Lagrangian for the equality-constraint formulation: \(\hat{L}(\theta, \gamma, \lambda) = \frac{1}{N}\sum_{n=1}^N \ell_0(f_{\theta,\gamma}(x_n), y_n) + \sum_{i=1}^L \lambda_i \gamma_i\)

Crucially, no equivariance penalty is used (\(\beta = 0\)); the method relies entirely on the constraint and dual updates.

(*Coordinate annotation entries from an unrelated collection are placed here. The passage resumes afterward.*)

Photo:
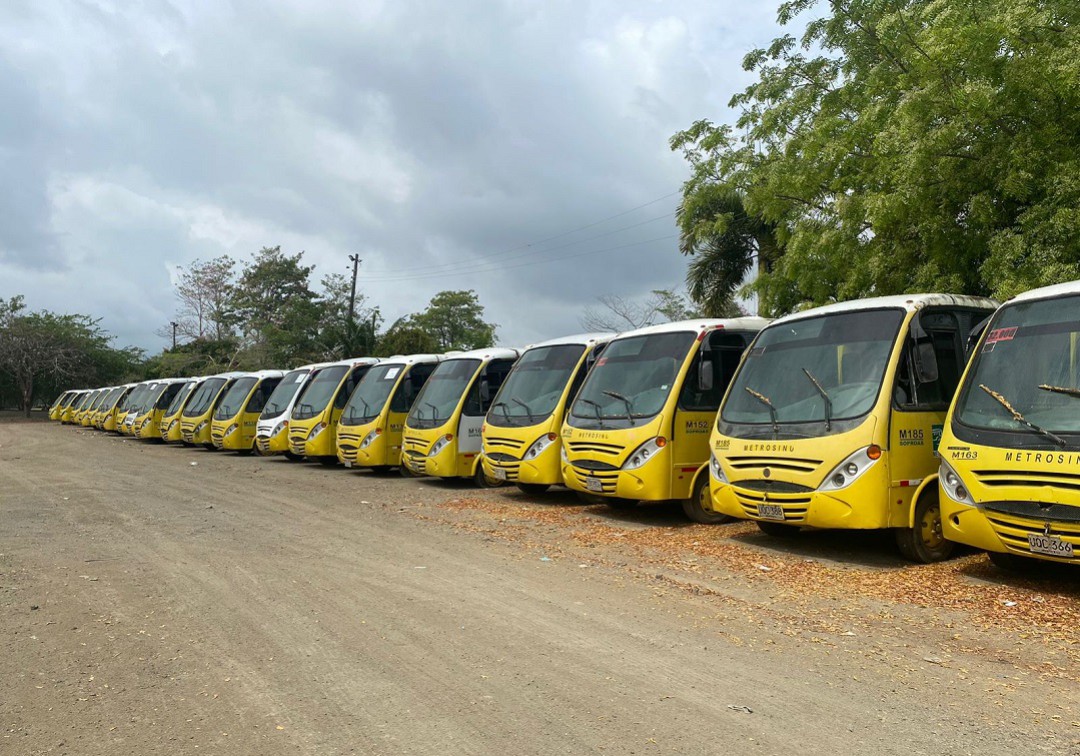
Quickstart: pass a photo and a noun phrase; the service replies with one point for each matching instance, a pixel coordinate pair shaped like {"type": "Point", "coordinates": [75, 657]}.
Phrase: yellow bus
{"type": "Point", "coordinates": [271, 431]}
{"type": "Point", "coordinates": [237, 415]}
{"type": "Point", "coordinates": [1010, 449]}
{"type": "Point", "coordinates": [638, 429]}
{"type": "Point", "coordinates": [312, 429]}
{"type": "Point", "coordinates": [198, 413]}
{"type": "Point", "coordinates": [833, 419]}
{"type": "Point", "coordinates": [373, 420]}
{"type": "Point", "coordinates": [170, 426]}
{"type": "Point", "coordinates": [147, 422]}
{"type": "Point", "coordinates": [442, 430]}
{"type": "Point", "coordinates": [521, 434]}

Only two learning rates \(\eta_p, \eta_d\) and the elastic constant \(\rho = 1\) are required.

Key Experimental Results

Main Results (Tables)

CMU MoCap motion prediction MSE (\(\times 10^{-2}\)):

Model Run Walk
EGNN 50.9±0.9 28.7±1.6
EGNO (original) 33.9±1.7 8.1±1.6
EGNO + ACE (equality) improved improved
EGNO + ACE (elastic inequality) best best

N-Body physical simulation: SEGNN + ACE outperforms standard SEGNN in both validation MSE and sample efficiency.

Ablation Study

  • The equality-constraint scheme (Alg. 1) improves convergence trajectories on fully symmetric data: flexible early exploration followed by progressive tightening toward equivariance.
  • The elastic inequality scheme (Alg. 2) maintains partial equivariance while improving performance on noisy or symmetry-broken data.
  • Equivariance error is verified to approach zero progressively during training (Figure 4).
  • The theoretical bound (Thm 4.2) is consistent with observed trends in equivariance violation.

Key Findings

  • ACE consistently improves performance across multiple architectures (SEGNN, EGNN, EGNO, p4m-CNN) and tasks (N-Body, motion prediction, image classification).
  • On fully symmetric data, the advantage of ACE stems from smoothing the optimization landscape.
  • On partially symmetric data, ACE automatically identifies which layers require relaxed equivariance (those with larger \(\lambda_i\)).
  • Sample efficiency gains are substantial: ACE achieves lower error for the same number of samples.
  • Robustness to input perturbations is also improved.

Highlights & Insights

  • No manual tuning required: The equivariance transition is fully automatic, requiring no schedules, penalty weights, or domain knowledge.
  • Theory–practice consistency: Theoretical bounds accurately predict observed experimental behavior.
  • High generality: Applicable to any differentiable architecture \(f_{\theta,\gamma}\) where \(f_{\theta,0}\) is equivariant.
  • The deep connection between dual methods and homotopy/simulated annealing provides an optimization-theoretic perspective on the approach.

Limitations & Future Work

  • \(\gamma_i\) does not reach exactly zero in finite iterations, necessitating a final truncation step that incurs the error characterized by Thm 4.1.
  • The non-equivariant branch \(f_\theta^{\text{neq},i}\) increases parameter count and computational cost.
  • Scalability to large models (e.g., large GNNs) has not been verified.
  • Convergence guarantees for the dual method in non-convex settings rely on a "sufficiently expressive" parameterization assumption.
  • Only discrete groups (e.g., p4m) and continuous groups (e.g., SE(3)) have been tested; applicability to larger groups remains to be explored.
  • REMUL (EquivMTL): A penalty-based approach requiring tuning of \(\alpha, \beta\) with no equivariance guarantee; ACE supersedes it via dual methods.
  • PennPaper: Relies on manual schedules and a Lie-derivative penalty; ACE automates this process via the dual formulation.
  • Residual Pathway Priors: Adds an invariant branch to increase flexibility, but lacks a progressive tightening mechanism.
  • The constrained optimization perspective of ACE generalizes naturally to other structured neural network constraints (e.g., sparsity, low-rank).

Rating

⭐⭐⭐⭐ — Contributes both theoretically and methodologically, providing a general, tuning-free solution for training equivariant networks with comprehensive experimental validation.